A gas chromatography-mass spectrometry (GC-MS) method using isotope dilution was developed to measure trace levels of xylene metabolites in brain tissues. The primary metabolites of xylene are dimethylphenol (DMP), methylbenzyl alcohol (MBA), toluic acid (TA), and methylhippuric acid (MHA). The internal standard was a mixture of deuterated DMP-d3, TA-d7, and MHA-d7. DMP-d3 was commercially available and was used as the internal standard for both DMP and MBA. TA-d7 and MHA-d7 were biosynthesized by administering xylene-d10 to rats and collecting their urine. Based on the noise peaks in 10 blank samples, the on-column limits of quantitation (mean +10 SD of noise peaks) were approximately 305, 1220, 545, and 386 pg for DMP, MBA, TA, and MHA, respectively.

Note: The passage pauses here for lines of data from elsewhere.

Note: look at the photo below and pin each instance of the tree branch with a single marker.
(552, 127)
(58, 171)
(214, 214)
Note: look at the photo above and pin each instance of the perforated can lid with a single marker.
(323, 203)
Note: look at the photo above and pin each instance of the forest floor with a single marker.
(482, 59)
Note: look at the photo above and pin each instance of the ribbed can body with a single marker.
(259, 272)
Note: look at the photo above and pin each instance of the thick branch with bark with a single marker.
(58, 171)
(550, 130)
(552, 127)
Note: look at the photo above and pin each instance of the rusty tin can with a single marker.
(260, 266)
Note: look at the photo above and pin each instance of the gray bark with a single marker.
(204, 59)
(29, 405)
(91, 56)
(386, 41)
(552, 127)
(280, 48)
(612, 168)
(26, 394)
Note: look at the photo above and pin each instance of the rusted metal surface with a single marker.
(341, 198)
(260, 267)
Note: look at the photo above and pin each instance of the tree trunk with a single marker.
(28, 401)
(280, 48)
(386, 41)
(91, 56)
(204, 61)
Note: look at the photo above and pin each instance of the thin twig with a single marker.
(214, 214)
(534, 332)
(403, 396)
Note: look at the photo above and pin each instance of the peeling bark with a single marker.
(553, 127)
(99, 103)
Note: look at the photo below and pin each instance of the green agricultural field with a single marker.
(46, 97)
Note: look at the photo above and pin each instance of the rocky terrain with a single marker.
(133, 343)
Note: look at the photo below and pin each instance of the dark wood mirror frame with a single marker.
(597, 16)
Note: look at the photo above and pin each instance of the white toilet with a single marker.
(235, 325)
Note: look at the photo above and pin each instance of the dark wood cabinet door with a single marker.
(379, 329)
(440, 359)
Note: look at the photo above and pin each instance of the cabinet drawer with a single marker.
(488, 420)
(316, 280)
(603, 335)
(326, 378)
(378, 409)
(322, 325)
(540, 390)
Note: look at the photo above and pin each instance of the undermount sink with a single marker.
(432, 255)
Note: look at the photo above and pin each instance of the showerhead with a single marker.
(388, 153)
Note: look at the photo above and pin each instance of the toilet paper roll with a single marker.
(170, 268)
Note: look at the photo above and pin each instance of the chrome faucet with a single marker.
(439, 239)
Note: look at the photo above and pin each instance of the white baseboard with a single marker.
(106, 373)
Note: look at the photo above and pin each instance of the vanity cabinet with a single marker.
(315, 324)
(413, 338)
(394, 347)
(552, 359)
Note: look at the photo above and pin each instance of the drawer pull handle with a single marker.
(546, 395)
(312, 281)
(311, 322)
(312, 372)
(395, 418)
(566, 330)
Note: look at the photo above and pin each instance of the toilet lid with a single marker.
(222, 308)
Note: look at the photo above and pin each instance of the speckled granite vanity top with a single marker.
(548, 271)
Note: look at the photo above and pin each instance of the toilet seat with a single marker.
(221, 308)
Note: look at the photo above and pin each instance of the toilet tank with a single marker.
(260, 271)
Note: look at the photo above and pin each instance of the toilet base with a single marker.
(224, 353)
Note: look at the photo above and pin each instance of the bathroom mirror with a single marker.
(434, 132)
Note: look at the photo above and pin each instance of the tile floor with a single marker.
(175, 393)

Analyte detection and recovery tests from brain tissues of control rats were conducted by spiking the tissues with 32 nmol/g of each analyte, together with the deuterated metabolites. The tissues were homogenized, extracted with ethyl acetate, and derivatized by trimethylsilylation. One microliter of the sample was injected into the GC-MS. The recoveries of the analytes were 104 +/- 8%, 80 +/- 9%, 93 +/- 10%, and 92 +/- 11% (mean +/- SD, n = 7) for DMP, MBA, TA, and MHA, respectively. The tissue preparation efficiency, which was indicated by absolute recoveries of internal standards, was approximately 33% for DMP, MBA, and TA and approximately 80% for MHA. No metabolites were detected in untreated control tissues. This simple and sensitive method to simultaneously detect major xylene metabolites in brain tissues could also be used for the analysis of blood and urine samples from workers to monitor p-xylene exposure.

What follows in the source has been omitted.